Ministro Relator: Dr. Ángel Irusta Pérez.
VISTOS: El recurso de casación de fs. 312 a 315 vuelta, interpuesto por Sebastiana Quispe Vda. de Morales, contra el Auto de Vista Nº 461/2006 de 23 de octubre, cursante de fs. 309 a 310 vlta., pronunciada por la Sala Civil Tercera de la R. Corte Superior del Distrito Judicial de La Paz, dentro del proceso ordinario, seguido por Arcenio Alegría Guzmán, contra la recurrente sobre acción negatoria y otros; la respuesta de fs. 321 a 322, el Auto de concesión del recurso de fs. 323, los antecedentes procesales; y:
CONSIDERANDO: Que, el Juez 1º de Partido en lo Civil y Comercial de la ciudad de El Alto, dictó Sentencia Nº 17/2006, de fs. 250 a 253, que declaró probada la demanda de fs. 7 a 9, presentada por Arcenio Alegría Guzmán, e improbada la reconvención de fs. 12 presentada por Sebastiana Quispe Vda. de Morales, en consecuencia se declaró la inexistencia de cualquier derecho propietario de Sebastiana Quispe Vda. de Morales, sobre la superficie de 3 Has. 3732 mts2 ubicado en el ex Fundo Pacajes, Cantón Achocalla (actual zona "San Sebastián Sector 2") de la ciudad de El Alto.

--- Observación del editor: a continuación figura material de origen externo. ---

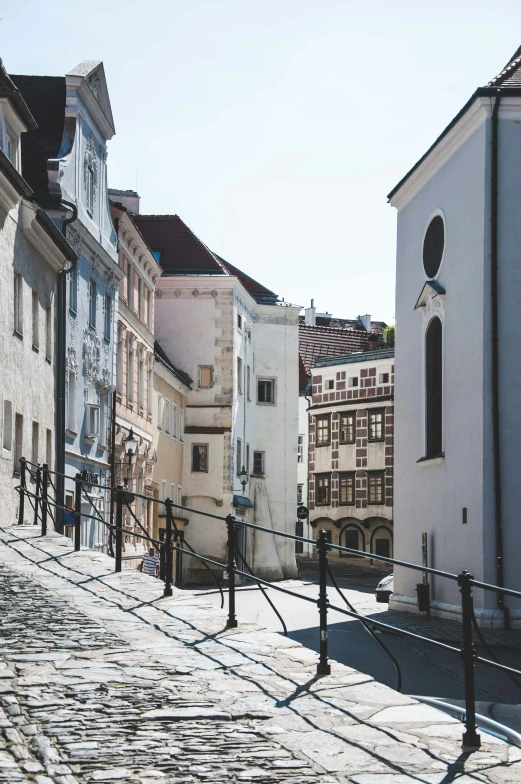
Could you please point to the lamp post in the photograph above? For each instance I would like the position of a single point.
(243, 476)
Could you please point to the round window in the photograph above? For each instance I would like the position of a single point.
(433, 245)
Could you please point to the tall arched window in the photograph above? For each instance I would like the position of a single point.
(434, 388)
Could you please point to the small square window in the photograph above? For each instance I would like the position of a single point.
(200, 458)
(266, 391)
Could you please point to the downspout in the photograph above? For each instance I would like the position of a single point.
(498, 512)
(61, 350)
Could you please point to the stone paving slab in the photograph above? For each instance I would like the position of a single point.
(106, 681)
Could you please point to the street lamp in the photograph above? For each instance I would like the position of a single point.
(243, 476)
(131, 444)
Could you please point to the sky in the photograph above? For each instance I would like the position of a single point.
(275, 128)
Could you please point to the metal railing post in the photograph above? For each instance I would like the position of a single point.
(168, 548)
(45, 491)
(119, 527)
(232, 539)
(471, 739)
(77, 513)
(323, 667)
(37, 493)
(21, 508)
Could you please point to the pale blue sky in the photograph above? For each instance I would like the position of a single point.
(275, 129)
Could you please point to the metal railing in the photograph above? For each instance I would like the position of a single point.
(174, 542)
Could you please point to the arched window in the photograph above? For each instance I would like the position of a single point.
(433, 389)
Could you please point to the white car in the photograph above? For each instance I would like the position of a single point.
(385, 588)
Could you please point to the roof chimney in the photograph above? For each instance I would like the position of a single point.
(366, 322)
(311, 315)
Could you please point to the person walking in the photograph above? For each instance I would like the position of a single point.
(150, 563)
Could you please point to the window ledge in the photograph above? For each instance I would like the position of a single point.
(425, 462)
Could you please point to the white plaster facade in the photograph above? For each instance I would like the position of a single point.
(451, 498)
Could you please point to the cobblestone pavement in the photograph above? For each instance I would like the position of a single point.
(103, 680)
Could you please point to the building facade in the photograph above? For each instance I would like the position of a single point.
(33, 253)
(458, 382)
(241, 349)
(65, 161)
(351, 436)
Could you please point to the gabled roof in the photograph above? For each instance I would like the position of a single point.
(162, 357)
(8, 89)
(510, 76)
(327, 342)
(183, 253)
(46, 97)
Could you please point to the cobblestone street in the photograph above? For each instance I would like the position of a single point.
(103, 680)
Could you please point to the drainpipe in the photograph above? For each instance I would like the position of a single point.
(498, 512)
(61, 350)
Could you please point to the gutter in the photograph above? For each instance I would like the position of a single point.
(498, 511)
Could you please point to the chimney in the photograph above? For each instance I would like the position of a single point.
(366, 321)
(311, 315)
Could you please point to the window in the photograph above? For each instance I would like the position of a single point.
(239, 375)
(266, 391)
(323, 487)
(167, 415)
(258, 463)
(48, 447)
(375, 487)
(108, 317)
(323, 430)
(159, 412)
(300, 449)
(347, 428)
(35, 442)
(376, 425)
(239, 456)
(91, 420)
(205, 376)
(18, 441)
(433, 246)
(36, 331)
(434, 389)
(93, 294)
(73, 290)
(7, 428)
(18, 304)
(71, 401)
(346, 484)
(200, 458)
(48, 333)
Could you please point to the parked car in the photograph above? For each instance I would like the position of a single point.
(385, 588)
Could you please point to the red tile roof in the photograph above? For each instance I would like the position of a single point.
(328, 342)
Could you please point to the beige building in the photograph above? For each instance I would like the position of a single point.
(171, 387)
(134, 371)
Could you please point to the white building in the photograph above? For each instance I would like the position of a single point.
(458, 380)
(65, 162)
(33, 253)
(240, 345)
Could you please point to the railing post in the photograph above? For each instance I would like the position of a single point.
(45, 491)
(119, 527)
(232, 539)
(37, 493)
(168, 548)
(471, 739)
(21, 508)
(77, 513)
(323, 667)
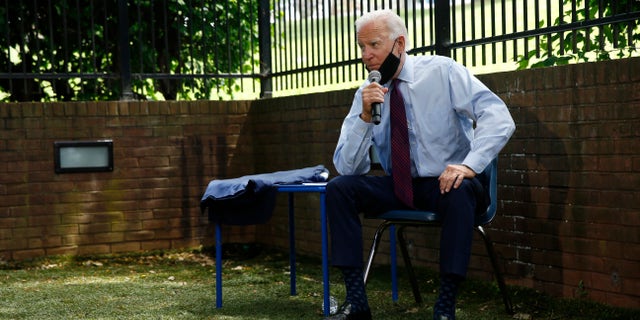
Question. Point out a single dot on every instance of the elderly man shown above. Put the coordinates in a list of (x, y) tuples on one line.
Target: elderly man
[(438, 127)]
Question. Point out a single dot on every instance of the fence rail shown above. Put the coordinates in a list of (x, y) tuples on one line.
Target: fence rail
[(205, 49)]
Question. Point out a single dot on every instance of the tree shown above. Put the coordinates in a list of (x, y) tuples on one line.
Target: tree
[(598, 43), (71, 48)]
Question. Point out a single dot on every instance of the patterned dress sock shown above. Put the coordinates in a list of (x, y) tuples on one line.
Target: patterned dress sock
[(354, 283), (446, 303)]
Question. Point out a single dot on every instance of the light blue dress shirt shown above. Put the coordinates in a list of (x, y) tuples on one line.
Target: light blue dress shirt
[(443, 100)]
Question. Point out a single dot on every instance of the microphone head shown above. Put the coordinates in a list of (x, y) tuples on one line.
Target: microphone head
[(375, 76)]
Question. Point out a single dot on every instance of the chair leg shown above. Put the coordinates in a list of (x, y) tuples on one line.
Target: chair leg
[(494, 262), (408, 265), (374, 247)]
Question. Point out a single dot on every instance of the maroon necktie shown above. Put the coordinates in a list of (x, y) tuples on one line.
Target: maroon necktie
[(400, 159)]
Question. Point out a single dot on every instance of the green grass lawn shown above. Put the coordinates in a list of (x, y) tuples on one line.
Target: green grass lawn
[(181, 285)]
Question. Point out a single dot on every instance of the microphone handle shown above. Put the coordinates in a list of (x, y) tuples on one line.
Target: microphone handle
[(375, 113)]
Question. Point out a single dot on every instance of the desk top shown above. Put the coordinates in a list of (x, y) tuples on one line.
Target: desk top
[(303, 187)]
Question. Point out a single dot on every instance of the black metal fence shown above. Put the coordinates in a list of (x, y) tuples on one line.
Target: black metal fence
[(224, 49)]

En ejecución de Sentencia y dentro del tercero día, se ordena que Sebastiana Quispe Vda. de Morales, restituya a su propietario Arcenio Alegría Guzmán, los terrenos mencionados, bajo conminatoria de lanzamiento. Los daños y perjuicios ocasionados al demandante serán calificados en ejecución de Sentencia, conforme lo dispuesto por el art. 195 del Código de Procedimiento Civil.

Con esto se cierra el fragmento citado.